Add to this,our ability to add nutrient's to the water column, and or root tabs, at will,,,and the matter becomes more an aesthetic issue for me.
Can make a substrate just as effective as ADA product's for considerably less money.


----------



## Madhav (16 Sep 2017)

Thanks all for the replies...it seems relocating SAE is the best option. I am considering it now after watching them closely. They disturb the soil a lot making the water full of suspended debris...

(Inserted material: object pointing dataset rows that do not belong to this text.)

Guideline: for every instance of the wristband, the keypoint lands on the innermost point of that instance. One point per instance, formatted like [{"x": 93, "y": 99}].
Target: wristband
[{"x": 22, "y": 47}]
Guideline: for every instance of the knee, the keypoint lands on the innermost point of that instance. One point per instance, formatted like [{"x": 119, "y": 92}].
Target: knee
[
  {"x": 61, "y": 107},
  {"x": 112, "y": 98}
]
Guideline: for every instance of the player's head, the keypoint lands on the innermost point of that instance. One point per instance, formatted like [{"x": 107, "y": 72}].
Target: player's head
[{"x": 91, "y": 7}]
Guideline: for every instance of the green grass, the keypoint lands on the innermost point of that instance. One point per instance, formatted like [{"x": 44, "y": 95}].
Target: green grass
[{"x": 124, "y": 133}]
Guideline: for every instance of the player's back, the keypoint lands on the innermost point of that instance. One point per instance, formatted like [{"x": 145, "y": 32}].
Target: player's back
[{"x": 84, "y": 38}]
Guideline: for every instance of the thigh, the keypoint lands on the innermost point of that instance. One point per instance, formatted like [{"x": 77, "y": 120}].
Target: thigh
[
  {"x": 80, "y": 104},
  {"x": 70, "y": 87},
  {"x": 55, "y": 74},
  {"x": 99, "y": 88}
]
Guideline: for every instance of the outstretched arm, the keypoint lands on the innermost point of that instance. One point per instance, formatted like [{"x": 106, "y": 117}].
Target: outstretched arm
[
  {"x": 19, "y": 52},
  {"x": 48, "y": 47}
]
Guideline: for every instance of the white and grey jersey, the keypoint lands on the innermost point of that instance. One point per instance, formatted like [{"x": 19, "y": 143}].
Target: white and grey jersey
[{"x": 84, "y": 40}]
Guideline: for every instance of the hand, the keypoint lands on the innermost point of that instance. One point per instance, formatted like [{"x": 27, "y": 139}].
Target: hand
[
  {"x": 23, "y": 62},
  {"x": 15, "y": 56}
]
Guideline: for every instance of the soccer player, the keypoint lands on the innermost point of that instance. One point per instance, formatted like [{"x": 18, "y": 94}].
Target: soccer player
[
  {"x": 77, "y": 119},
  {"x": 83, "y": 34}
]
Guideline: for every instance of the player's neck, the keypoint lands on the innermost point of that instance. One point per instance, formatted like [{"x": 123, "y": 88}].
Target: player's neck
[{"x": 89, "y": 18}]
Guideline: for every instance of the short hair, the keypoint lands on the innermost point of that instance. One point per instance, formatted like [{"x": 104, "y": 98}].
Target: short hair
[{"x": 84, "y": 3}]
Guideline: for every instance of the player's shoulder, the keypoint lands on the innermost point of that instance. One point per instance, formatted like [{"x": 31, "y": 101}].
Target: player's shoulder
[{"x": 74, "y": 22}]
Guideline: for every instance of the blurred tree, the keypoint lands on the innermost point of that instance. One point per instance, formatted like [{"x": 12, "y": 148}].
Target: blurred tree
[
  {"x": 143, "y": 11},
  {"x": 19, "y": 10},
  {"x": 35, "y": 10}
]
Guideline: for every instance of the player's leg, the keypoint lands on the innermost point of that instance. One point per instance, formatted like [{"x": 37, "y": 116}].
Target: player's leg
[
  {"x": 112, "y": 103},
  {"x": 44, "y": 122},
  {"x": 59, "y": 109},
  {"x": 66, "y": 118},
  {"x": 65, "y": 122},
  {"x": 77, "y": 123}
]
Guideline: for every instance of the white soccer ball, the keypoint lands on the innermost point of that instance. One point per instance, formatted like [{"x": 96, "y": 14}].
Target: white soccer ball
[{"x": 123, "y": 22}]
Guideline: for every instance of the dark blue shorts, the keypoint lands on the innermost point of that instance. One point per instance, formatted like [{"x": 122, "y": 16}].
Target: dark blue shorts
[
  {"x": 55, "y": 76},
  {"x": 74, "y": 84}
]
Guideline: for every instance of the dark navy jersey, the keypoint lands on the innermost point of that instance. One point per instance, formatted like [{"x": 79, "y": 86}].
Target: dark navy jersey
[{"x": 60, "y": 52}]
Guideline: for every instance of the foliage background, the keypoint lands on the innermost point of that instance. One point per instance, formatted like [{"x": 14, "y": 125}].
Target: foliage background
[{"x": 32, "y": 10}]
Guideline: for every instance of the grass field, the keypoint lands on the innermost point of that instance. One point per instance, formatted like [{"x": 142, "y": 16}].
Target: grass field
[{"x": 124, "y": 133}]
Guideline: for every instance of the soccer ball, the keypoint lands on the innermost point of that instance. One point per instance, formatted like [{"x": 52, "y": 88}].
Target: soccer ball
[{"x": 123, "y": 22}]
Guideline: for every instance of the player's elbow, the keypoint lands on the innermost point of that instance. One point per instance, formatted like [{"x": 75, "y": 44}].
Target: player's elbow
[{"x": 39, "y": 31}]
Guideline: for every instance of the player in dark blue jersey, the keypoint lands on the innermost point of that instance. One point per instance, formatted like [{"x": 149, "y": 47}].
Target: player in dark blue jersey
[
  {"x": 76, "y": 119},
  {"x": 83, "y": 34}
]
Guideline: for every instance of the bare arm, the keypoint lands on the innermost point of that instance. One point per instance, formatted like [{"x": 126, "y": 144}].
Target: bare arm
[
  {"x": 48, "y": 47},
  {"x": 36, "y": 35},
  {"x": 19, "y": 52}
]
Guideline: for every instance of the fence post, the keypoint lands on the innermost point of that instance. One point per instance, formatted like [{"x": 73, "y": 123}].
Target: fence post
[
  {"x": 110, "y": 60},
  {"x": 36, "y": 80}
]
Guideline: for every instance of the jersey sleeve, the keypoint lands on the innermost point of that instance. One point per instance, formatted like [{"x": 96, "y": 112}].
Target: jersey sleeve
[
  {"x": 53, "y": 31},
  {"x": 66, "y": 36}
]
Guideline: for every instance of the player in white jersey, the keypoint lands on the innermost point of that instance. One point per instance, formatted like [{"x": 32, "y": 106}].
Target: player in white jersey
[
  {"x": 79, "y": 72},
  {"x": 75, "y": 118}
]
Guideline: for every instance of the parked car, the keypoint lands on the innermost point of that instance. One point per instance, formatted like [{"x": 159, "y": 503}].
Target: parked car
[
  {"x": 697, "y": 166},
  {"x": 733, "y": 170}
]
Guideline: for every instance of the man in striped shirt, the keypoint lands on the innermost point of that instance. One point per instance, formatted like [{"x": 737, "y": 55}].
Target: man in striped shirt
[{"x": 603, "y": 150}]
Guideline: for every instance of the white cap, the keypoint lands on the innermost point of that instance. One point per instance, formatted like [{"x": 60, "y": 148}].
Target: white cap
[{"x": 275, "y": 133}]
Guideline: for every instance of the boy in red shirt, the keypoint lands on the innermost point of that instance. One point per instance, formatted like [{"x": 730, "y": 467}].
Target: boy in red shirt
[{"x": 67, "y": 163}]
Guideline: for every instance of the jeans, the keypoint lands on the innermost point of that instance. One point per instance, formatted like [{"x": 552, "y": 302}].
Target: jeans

Now the question, how to catch those quick monsters? 3 around 6" and 1 8" long

Sent from my HUAWEI GRA-UL00 using Tapatalk


----------



## AverageWhiteBloke (16 Sep 2017)

Going to be a lot easier with all the scape out first I reckon. Less places to hide and avoid the net.


----------



## Zeus. (16 Sep 2017)

I put the net in then gave up straight away, even if you drop the water level it would still be hard, Trap them I thought. So a 'Cunning Plan' came to mind

Modded my Fluval Vac with I got with my FX6 by adding a clip to weigh it down



Aglea pellet - those SAE do like them





waited till in then netted the open end. Done in 30 mins. Easy.


----------



## AverageWhiteBloke (16 Sep 2017)

That's the way to do it.


----------



## Madhav (17 Sep 2017)

Zeus. said:


> I put the net in then gave up straight away, even if you drop the water level it would still be hard, Trap them I thought. So a 'Cunning Plan' came to mind
> 
> Modded my Fluval Vac with I got with my FX6 by adding a clip to weigh it downView attachment 110215
> 
> ...


Haha cleverly done.  Thanks for the tip.
I will follow this...

Sent from my HUAWEI GRA-UL00 using Tapatalk


----------



## REDSTEVEO (19 Sep 2017)

Zeus. said:


> I put the net in then gave up straight away, even if you drop the water level it would still be hard, Trap them I thought. So a 'Cunning Plan' came to mind
> 
> Modded my Fluval Vac with I got with my FX6 by adding a clip to weigh it downView attachment 110215
> 
> ...


F£&@?£ genius idea mate


----------